I.e., it goes from being a type of multiclassification problem to a basic (possibly logistic) regression. This makes much more sense, but a remaining problem seems likely in that the chance for each item always will be abysmally small if the target prediction is run for all items in every context, when only one will end up being positive. Queue back to quote above, that we would work with sampling for the negatives.
The difference conceptually would be that, like the quote says, it’s rather a question about data augmentation to generate sets of negative training instances then a multiclassification with negative sampling for the loss function.
To neutralize the effect that the highly reachable products are more likely to be treated as the positive training instances, we should weaken the weights of the positive instances in which next clicked product is highly reachable.
Highlights the problem of visibility gives skewed training set, similar to how items that ends up being recommended easily can get a positive feedback loop.
The items that occupy many spaces are more likely to be clicked and reached.
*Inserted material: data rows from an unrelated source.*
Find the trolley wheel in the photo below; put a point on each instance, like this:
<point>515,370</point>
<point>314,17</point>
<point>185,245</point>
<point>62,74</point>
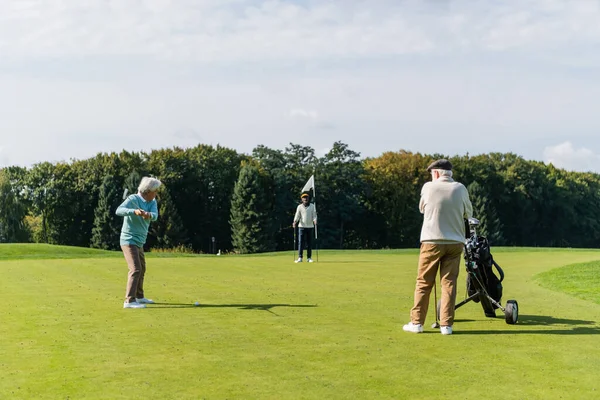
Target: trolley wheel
<point>511,312</point>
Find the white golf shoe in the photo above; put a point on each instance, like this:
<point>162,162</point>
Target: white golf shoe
<point>133,304</point>
<point>414,328</point>
<point>446,330</point>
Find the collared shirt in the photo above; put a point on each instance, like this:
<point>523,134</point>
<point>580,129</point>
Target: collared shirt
<point>444,204</point>
<point>307,215</point>
<point>135,227</point>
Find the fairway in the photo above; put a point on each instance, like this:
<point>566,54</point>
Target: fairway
<point>271,329</point>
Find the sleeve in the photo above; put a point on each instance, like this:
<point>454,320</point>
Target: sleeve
<point>423,199</point>
<point>297,216</point>
<point>126,208</point>
<point>154,211</point>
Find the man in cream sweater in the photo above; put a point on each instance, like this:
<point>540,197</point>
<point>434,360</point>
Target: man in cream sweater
<point>445,205</point>
<point>306,215</point>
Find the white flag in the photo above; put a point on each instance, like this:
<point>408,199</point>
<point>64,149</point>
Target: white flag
<point>310,184</point>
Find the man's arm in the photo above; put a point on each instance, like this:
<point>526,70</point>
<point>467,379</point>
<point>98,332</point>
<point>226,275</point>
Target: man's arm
<point>296,217</point>
<point>423,199</point>
<point>153,211</point>
<point>125,208</point>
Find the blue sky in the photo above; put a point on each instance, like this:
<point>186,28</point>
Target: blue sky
<point>451,77</point>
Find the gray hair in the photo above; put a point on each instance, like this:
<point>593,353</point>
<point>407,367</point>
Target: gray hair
<point>148,185</point>
<point>444,172</point>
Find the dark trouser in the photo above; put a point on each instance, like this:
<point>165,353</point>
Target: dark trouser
<point>302,234</point>
<point>136,262</point>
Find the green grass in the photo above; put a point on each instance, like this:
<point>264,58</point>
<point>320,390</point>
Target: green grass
<point>580,280</point>
<point>271,329</point>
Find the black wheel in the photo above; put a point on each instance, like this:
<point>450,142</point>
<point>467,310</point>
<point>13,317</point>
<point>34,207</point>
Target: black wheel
<point>511,312</point>
<point>488,307</point>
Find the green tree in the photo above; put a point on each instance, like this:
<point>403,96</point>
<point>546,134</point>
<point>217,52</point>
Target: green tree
<point>489,223</point>
<point>251,210</point>
<point>169,231</point>
<point>12,213</point>
<point>105,233</point>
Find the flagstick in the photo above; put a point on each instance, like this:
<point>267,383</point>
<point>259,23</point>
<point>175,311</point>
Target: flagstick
<point>316,231</point>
As a result, training a recommender system based on the clickstreams are likely to learn (1) the “layout” of the pages, and (2) the recommendation rules of the online recommender system. Ideally, we should keep only the spontaneous clicks in the log to, at least partially, solve or bypass this issue.
Similarly here, it stresses the importance of getting unbiased (or at least less biased) data for training and, more importantly, testing different algorithms more fairly.
Evaluation Goals
Most studies on recommender systems compare different algorithms based on user-centric metrics, which can be categorized into the following types: accuracy-based, diversitybased, and surprisal-based.
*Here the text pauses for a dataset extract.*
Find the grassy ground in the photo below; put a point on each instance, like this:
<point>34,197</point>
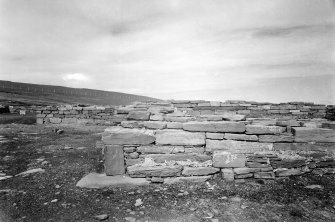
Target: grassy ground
<point>66,158</point>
Accuracy is of course important, but if all recommended items are very similar, then the overall impression might still be bad. Thus, building in diversity and/or surprise in recommendations give a value and can help increase serendipity. A proxy for surprise factor in recommendation might also be the inverse of overall item popularity, i.e. pushing the system to recommend more obscure and less wellknown items from the longtail.
Takeaways
- Great and easy to follow paper that highlights common pitfalls in generating training and test data for recommenders
- With biased data, whatever algorithm you implement learning only the page layout and recommendation structure you have in place, and will thus heavily favour existing algorithm.
- Still need to get a clearer picture of how to fit all the pieces together when it comes to setting up a neural network model and appropriate loss function to train.